Our study showed that serum HGF is raised in the acute and subacute stages of acute myocardial infarction. Serum HGF in the early stage might reflect the extent of the infarct. Subsequent inflammation after the acute infarction could contribute to the rise in circulating HGF levels and enhanced HGF production by monocytes. We found that monocyte HGF levels were raised in patients with ventricular enlargement in the course of acute myocardial infarction.
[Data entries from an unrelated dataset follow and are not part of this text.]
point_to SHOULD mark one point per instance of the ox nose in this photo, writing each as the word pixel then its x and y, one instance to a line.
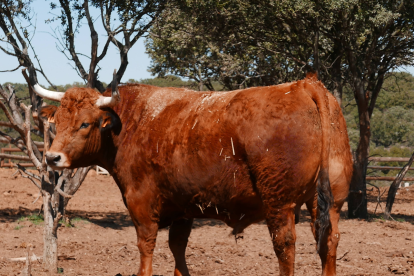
pixel 52 159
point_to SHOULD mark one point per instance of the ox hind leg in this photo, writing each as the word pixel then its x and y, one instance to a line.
pixel 281 224
pixel 329 243
pixel 147 229
pixel 178 238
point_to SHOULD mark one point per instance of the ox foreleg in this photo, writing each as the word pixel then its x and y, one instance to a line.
pixel 281 224
pixel 329 243
pixel 178 238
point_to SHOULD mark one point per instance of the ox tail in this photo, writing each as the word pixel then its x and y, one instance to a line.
pixel 319 95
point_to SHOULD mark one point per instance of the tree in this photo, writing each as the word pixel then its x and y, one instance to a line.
pixel 134 17
pixel 204 42
pixel 348 43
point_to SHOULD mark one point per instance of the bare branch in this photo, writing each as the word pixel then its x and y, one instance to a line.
pixel 28 139
pixel 12 70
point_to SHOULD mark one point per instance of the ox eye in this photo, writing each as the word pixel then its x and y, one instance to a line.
pixel 84 125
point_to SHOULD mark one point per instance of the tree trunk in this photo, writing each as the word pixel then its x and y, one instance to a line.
pixel 357 198
pixel 51 215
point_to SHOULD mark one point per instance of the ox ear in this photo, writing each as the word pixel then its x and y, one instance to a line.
pixel 109 120
pixel 48 112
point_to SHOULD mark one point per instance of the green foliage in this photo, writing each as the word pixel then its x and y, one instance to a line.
pixel 392 122
pixel 167 81
pixel 394 125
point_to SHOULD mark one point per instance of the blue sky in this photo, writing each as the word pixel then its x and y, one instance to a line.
pixel 58 68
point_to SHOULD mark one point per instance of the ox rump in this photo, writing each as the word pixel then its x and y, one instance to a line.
pixel 239 156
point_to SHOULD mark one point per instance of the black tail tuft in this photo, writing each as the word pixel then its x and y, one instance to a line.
pixel 325 202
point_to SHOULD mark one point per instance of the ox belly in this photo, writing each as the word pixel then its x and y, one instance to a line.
pixel 227 160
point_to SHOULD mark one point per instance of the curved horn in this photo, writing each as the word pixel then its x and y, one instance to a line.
pixel 44 93
pixel 114 99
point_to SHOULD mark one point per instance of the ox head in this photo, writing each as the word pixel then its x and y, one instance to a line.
pixel 84 123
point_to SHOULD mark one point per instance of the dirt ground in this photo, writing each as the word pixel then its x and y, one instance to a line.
pixel 103 240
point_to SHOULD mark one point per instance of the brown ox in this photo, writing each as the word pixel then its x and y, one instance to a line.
pixel 239 156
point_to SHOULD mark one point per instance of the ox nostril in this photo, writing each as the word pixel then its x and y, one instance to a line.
pixel 52 158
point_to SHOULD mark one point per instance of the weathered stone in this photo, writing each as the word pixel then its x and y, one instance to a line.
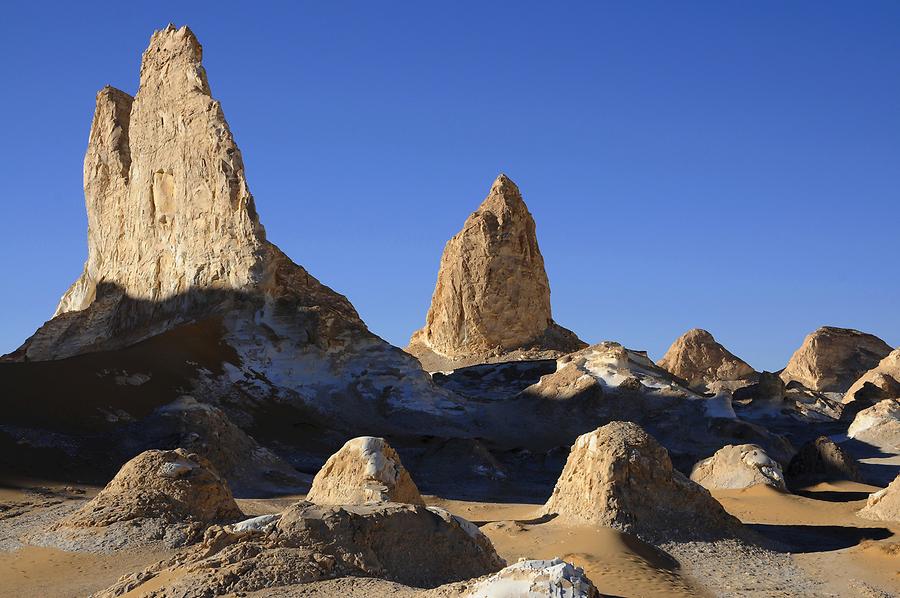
pixel 619 476
pixel 739 466
pixel 698 359
pixel 365 471
pixel 492 298
pixel 832 359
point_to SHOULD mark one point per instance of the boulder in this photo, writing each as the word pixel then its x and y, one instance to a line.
pixel 698 359
pixel 878 425
pixel 821 460
pixel 619 476
pixel 883 505
pixel 159 496
pixel 409 544
pixel 365 471
pixel 536 579
pixel 492 297
pixel 832 359
pixel 739 466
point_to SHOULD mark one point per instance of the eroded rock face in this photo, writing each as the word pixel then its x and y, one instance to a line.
pixel 822 460
pixel 492 298
pixel 739 466
pixel 698 359
pixel 409 544
pixel 832 359
pixel 879 425
pixel 879 383
pixel 619 476
pixel 536 579
pixel 883 505
pixel 365 471
pixel 159 496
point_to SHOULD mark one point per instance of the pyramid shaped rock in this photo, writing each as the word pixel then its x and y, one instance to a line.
pixel 619 476
pixel 698 359
pixel 167 496
pixel 492 298
pixel 739 466
pixel 174 239
pixel 365 471
pixel 832 359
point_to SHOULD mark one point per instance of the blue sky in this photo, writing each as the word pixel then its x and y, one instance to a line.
pixel 727 165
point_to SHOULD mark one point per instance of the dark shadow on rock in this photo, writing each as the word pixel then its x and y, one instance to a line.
pixel 817 538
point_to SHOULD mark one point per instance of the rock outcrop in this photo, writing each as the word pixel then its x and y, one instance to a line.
pixel 821 460
pixel 698 359
pixel 365 471
pixel 159 496
pixel 409 544
pixel 536 579
pixel 880 383
pixel 619 476
pixel 832 359
pixel 739 466
pixel 878 425
pixel 492 298
pixel 883 505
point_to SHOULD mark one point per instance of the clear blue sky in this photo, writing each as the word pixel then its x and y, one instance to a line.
pixel 727 165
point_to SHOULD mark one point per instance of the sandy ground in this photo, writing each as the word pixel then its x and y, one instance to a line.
pixel 826 550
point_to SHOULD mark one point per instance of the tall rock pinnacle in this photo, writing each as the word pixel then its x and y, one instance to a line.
pixel 492 298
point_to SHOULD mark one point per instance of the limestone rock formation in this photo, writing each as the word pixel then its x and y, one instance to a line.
pixel 365 471
pixel 879 383
pixel 883 505
pixel 698 359
pixel 879 425
pixel 492 298
pixel 739 466
pixel 619 476
pixel 174 239
pixel 409 544
pixel 832 359
pixel 166 496
pixel 821 460
pixel 536 579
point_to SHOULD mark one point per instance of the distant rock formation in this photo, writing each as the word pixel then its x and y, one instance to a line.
pixel 821 460
pixel 878 425
pixel 832 359
pixel 698 359
pixel 739 466
pixel 410 544
pixel 883 505
pixel 492 298
pixel 619 476
pixel 165 496
pixel 365 471
pixel 879 383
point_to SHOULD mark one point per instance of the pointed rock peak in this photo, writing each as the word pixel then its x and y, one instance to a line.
pixel 172 62
pixel 698 359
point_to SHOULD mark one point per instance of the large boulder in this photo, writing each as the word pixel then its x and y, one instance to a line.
pixel 878 425
pixel 619 476
pixel 366 470
pixel 409 544
pixel 492 298
pixel 159 496
pixel 739 466
pixel 553 578
pixel 821 460
pixel 879 383
pixel 832 359
pixel 698 359
pixel 883 505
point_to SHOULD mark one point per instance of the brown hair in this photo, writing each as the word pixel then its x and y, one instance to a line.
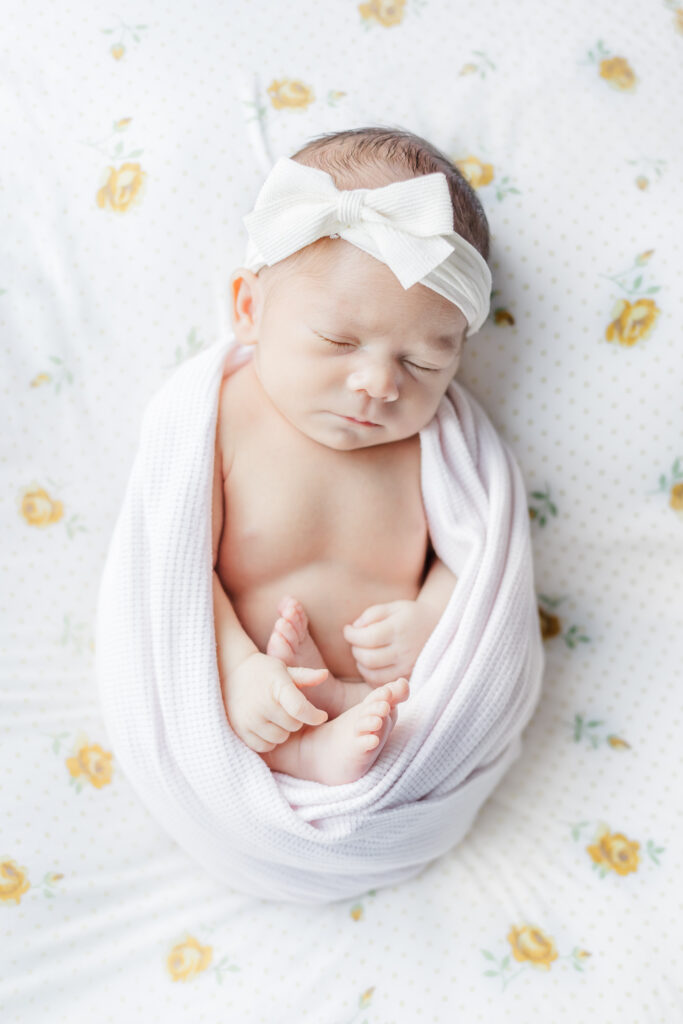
pixel 359 158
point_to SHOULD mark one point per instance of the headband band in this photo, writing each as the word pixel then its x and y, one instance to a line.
pixel 407 224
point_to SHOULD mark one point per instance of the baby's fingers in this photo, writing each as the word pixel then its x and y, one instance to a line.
pixel 375 635
pixel 295 704
pixel 375 657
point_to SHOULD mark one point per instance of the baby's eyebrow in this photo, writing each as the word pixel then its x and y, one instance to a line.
pixel 442 342
pixel 439 342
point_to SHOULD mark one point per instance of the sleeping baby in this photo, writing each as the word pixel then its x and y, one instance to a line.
pixel 365 273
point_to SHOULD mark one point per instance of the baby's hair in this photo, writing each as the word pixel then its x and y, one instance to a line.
pixel 369 158
pixel 350 157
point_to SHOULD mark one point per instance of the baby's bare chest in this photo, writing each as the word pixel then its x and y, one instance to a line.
pixel 292 505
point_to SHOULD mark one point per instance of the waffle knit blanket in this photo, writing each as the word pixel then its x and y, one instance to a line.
pixel 473 688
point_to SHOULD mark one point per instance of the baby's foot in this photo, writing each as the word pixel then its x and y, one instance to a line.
pixel 293 644
pixel 290 640
pixel 343 750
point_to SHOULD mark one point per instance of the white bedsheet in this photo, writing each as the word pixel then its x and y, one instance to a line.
pixel 131 144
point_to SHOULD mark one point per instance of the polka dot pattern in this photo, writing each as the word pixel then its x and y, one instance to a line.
pixel 132 144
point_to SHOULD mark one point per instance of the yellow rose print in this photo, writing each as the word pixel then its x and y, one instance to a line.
pixel 614 851
pixel 123 187
pixel 550 625
pixel 291 93
pixel 13 882
pixel 534 948
pixel 617 743
pixel 38 508
pixel 476 173
pixel 676 498
pixel 532 945
pixel 366 998
pixel 617 72
pixel 503 316
pixel 187 958
pixel 386 12
pixel 633 322
pixel 91 763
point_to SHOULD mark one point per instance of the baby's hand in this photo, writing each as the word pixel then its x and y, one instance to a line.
pixel 263 704
pixel 387 638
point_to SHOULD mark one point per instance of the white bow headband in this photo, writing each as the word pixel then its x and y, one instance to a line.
pixel 406 224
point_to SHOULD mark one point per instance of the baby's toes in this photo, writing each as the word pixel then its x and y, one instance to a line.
pixel 395 691
pixel 371 723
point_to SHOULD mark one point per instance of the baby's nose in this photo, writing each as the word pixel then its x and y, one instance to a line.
pixel 377 381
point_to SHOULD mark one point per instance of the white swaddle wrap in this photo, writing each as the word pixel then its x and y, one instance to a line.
pixel 473 688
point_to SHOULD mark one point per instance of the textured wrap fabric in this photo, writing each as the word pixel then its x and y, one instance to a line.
pixel 472 690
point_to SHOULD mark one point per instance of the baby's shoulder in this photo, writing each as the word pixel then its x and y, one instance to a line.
pixel 236 408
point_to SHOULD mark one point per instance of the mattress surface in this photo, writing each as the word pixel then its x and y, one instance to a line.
pixel 131 147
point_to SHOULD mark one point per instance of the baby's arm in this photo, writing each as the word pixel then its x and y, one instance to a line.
pixel 260 695
pixel 386 639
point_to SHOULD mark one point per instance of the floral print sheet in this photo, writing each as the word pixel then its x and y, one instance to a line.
pixel 132 143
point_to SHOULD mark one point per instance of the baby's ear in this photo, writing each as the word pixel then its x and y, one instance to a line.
pixel 245 304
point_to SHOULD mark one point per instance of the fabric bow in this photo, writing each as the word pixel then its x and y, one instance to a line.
pixel 399 223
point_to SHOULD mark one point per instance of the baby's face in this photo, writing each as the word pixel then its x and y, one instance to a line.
pixel 347 355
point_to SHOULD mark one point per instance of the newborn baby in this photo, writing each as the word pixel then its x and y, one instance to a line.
pixel 326 586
Thus increased HGF expression in the subacute phase of acute myocardial infarction could play an important role in ventricular remodelling through regeneration of endothelial cells, promoting angiogenesis and inhibition of apoptosis in the ischaemic myocardium.
We would like to thank Toshiko Kanbe for her excellent assistance.
An already large, and continually growing, family of peptide growth factors is implicated in a number of physiological and pathophysiological responses in the cardiovascular system. Among these is hepatocyte growth factor (HGF). This paper by Zhu and colleagues provides evidence that circulating HGF concentration correlates with the extent of myocardial injury in acute myocardial infarction which raises the possibility of HGF being a circulating marker with prognostic implications. Clearly, larger and more detailed time course studies are required to assess this potential. At present the cellular source of HGF in acute myocardial infarction remains unclear. Although the paper demonstrates that monocytes may elaborate HGF, there is evidence that tissues, including myocardium, liver, kidney and brain, may produce and release the peptide in response to ischaemia, along with other growth factors including insulin like growth factor and transforming growth factor β1. The biological functions of these growth factors in ischaemic and postischaemic myocardium remain uncertain. Growth factors such as HGF are known to exert a number of actions. The control of cell growth, proliferation, and apoptosis (programmed cell death) in healing and remodelling is likely to be only one important role. HGF, in common with several other peptide growth factors, is known to be cytoprotective in ischaemia reperfusion and its production may represent a fundamental endogenous cardioprotective response through activation of cell “survival” signalling pathways.